Rebanks is right, to a point. Tighter pig farming regulations in the EU have clearly increased costs for affected farmers and driven up prices for pork, reducing competitiveness for farmers employing more humane methods. A similar battle has been stewing stateside, as California has passed swine laws that directly impact the farming practices in hog-producing states across the nation, and “cage-free” eggs laws in California, Colorado, Massachusetts, and other states.
However, the regulatory foot is arguably on the other foot in Europe, which is essentially trying to impose climate, labor, animal welfare, and other regulatory burdens on the globe through its “Corporate Sustainability Due Diligence Directive (CSDDD).” One man’s garbage is another man’s treasure, and this will apply strongly to many US farmers’ treasured practices of beef hormones and GMO grains as feed – both increase profitability by maximizing growth rates.
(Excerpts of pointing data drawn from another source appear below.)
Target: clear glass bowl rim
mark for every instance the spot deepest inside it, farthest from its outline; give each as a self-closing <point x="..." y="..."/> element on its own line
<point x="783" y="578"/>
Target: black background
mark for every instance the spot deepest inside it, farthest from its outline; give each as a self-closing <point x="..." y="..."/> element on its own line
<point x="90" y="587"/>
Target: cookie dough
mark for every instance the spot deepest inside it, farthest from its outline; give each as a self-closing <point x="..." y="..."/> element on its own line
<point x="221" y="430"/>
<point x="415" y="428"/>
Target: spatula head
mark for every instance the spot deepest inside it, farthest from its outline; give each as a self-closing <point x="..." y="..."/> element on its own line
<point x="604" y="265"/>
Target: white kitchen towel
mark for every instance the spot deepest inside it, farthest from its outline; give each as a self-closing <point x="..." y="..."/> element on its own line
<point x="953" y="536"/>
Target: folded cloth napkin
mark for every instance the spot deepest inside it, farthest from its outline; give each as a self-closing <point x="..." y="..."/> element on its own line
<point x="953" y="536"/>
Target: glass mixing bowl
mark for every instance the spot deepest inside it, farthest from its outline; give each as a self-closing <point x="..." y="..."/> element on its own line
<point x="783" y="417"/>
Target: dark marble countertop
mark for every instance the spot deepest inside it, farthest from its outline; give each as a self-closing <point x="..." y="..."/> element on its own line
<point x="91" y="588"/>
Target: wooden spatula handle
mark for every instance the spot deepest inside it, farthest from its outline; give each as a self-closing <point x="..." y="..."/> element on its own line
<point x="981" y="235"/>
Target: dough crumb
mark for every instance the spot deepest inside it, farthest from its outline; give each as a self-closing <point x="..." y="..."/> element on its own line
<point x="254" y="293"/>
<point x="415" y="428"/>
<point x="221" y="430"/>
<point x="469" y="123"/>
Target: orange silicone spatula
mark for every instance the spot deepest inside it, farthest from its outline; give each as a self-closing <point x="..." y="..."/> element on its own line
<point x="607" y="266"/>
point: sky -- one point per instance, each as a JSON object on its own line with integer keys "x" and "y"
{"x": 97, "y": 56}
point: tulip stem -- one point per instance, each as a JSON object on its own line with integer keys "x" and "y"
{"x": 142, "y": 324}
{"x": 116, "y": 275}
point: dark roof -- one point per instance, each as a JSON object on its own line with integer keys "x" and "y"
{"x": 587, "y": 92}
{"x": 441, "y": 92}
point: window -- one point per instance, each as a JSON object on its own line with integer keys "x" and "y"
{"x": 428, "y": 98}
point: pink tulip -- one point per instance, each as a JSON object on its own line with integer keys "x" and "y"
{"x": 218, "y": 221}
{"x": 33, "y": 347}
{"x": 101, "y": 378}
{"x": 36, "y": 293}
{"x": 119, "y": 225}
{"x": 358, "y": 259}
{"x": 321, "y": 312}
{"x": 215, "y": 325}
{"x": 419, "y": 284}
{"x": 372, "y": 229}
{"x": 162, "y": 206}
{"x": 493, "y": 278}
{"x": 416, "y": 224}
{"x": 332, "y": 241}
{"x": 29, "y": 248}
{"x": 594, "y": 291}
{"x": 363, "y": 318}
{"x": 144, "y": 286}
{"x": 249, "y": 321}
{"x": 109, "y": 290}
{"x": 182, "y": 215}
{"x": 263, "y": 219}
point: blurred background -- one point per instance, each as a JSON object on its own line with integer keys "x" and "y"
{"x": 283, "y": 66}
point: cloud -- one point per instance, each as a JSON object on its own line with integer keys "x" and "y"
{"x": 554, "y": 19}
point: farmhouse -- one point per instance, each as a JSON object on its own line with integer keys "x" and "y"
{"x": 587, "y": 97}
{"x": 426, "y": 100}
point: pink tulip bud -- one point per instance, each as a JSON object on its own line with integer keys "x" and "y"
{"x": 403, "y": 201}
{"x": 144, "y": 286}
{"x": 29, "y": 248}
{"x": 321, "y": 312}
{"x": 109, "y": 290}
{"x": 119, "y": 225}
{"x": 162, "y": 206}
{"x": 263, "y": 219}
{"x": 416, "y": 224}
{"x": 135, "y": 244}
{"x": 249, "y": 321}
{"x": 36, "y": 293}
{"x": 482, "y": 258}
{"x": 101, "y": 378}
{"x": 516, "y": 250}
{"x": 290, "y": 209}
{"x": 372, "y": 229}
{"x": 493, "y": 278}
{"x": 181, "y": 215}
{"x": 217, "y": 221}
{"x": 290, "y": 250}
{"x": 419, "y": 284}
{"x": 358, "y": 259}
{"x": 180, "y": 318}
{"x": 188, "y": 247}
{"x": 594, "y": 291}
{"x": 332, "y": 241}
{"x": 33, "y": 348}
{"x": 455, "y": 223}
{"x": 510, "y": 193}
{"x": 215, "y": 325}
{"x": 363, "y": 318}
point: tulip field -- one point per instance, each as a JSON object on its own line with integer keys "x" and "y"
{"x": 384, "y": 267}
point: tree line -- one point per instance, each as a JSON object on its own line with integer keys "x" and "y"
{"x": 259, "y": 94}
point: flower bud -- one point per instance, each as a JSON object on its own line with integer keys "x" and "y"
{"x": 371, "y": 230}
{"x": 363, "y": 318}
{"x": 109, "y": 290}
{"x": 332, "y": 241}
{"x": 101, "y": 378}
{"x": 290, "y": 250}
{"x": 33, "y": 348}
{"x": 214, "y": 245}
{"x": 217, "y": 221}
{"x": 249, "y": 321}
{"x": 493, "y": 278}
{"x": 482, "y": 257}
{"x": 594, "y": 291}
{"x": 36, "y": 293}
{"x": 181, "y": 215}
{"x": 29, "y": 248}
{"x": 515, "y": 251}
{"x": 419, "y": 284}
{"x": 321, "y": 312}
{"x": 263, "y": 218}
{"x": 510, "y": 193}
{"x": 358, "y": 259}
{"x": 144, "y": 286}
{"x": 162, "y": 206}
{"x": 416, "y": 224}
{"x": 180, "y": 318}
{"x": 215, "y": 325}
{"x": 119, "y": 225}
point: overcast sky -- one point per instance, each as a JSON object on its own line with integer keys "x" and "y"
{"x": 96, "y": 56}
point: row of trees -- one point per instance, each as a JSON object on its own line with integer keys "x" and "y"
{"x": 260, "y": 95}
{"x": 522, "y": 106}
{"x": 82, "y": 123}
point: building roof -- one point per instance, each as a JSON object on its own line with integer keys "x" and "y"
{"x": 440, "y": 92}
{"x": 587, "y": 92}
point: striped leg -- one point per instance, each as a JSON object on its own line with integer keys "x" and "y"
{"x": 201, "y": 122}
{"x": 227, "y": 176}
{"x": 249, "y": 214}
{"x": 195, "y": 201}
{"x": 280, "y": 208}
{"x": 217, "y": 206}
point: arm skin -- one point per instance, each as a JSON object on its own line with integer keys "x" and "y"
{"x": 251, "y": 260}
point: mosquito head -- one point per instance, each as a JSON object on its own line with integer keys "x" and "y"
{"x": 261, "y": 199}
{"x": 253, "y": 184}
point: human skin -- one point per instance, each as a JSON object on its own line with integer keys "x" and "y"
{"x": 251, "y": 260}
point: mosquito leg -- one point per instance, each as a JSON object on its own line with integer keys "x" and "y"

The US and UK have yet to hammer out details over the beef imports enabled by the new trade deal. UK officials have vowed to keep Britons “safe” from hazardous American beef and chicken. Rebanks has called upon UK Prime Minister Sir Keir Starmer to “grow a pair and hold firm to our red [regulatory] lines.” The outcome may prove a boon for US farmers who produce grass-fed, drug-free beef, who may find British favoritism if the nation holds to its red line on non-tariff trade barriers.